In their demands for adequate peace accords inclusive of transitional justice measures, Colombians and people worldwide should highlight and be weary of these nuances. Collective memory--a key tenet of restorative justice efforts, and one Colombia has struggled with--cannot be accurately shaped without the accounts of all those affected by war. Dalaet asserts of the United Nation's gender mainstreaming approach:

"In essence, the Security Council makes the mistake of assuming that the international community can simply 'add women and stir' in an effort to bring gender equity to post-conflict justice mechanisms."

Gender constructs are so deeply embedded in society and culture that stigma and shame of sexual victimization prevent both female and male victims from speaking in public truth commissions. But further, as Dalaet recalls from the South African truth commission, many women "who saw themselves as survivors and agents for their own recovery, were reluctant to publicly share their experiences with violence for a multitude of reasons, including the fact that their personal pain was too intimate to be shared with strangers and their resistance to having their stories exploited for political purposes." This issue is only further complicated when it comes to child soldiers (for whom the line between perpetrator and victim is often quite blurred), child victims of sexual violence, and children born from said wartime sexual violence. The tribunals that restorative justice advocates call for are age-inappropriate and run the risk of increased psychological damage for young children.

The International Criminal Court has already called for special provisions taking into account the wellbeing of children in such scenarios, arranging for private testimony, among other things, but there is much more room for improvement with regards to sensitivity to the victims, as is the case with women involved.

The Road Forward

But such complications should not dissuade those seeking peace and reconciliation from justice through restorative means. Rather, they should illuminate the deep-seated psychological change that needs to occur in order for us to approach transitional justice efforts and peace processes differently, ranging from specific improvements such as gender-bias trainings for negotiators to grand-scale changes such as a shift in focus toward the victim in achieving true social repair.

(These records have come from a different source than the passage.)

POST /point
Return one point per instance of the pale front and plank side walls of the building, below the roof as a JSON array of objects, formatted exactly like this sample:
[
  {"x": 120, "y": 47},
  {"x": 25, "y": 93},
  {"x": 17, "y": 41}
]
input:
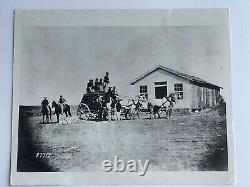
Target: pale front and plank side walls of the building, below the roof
[{"x": 194, "y": 96}]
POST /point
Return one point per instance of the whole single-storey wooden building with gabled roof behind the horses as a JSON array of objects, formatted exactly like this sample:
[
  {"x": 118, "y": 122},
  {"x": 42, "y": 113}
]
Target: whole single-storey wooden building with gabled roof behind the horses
[{"x": 194, "y": 92}]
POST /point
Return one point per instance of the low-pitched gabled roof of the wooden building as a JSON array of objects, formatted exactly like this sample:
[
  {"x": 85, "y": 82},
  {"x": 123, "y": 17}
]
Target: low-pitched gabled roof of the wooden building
[{"x": 185, "y": 76}]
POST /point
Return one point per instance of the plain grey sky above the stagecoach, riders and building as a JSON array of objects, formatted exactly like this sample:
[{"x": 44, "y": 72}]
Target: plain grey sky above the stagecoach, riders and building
[{"x": 61, "y": 60}]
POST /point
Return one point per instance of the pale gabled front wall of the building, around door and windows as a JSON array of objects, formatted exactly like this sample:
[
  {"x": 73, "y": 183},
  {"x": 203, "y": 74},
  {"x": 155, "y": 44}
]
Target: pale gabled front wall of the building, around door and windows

It's not an easy task, particularly given the difficulty in even reaching the point in peace negotiations at which such measures of restorative justice are being discussed. But should such changes be achieved, the international community has every reason to believe we will live in a more peaceful society overall.

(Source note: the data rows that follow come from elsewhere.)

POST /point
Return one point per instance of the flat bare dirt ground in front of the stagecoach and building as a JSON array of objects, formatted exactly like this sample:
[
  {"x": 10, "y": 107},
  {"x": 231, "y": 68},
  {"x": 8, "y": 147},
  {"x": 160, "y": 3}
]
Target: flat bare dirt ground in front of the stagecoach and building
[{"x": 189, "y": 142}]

As for Colombia, President Santos has declared that the ceasefire--the extension of which was verified by the UN Security Council on October 31--will be upheld, and government negotiators returned to the drawing board in Cuba last month. He said, "I won't give up. I'll continue [to] search for peace until the last moment of my mandate." Shortly thereafter, he was awarded the Nobel Peace Prize, which has only fueled his determination to reach an agreement by Christmas.

Hopefully, this commitment foreshadows the necessary restorative steps that must be taken in Colombia to give its victims justice and its people peace. Such a feat following the longest war the world has ever seen would surely serve as an apt model for other struggling peace processes around the world.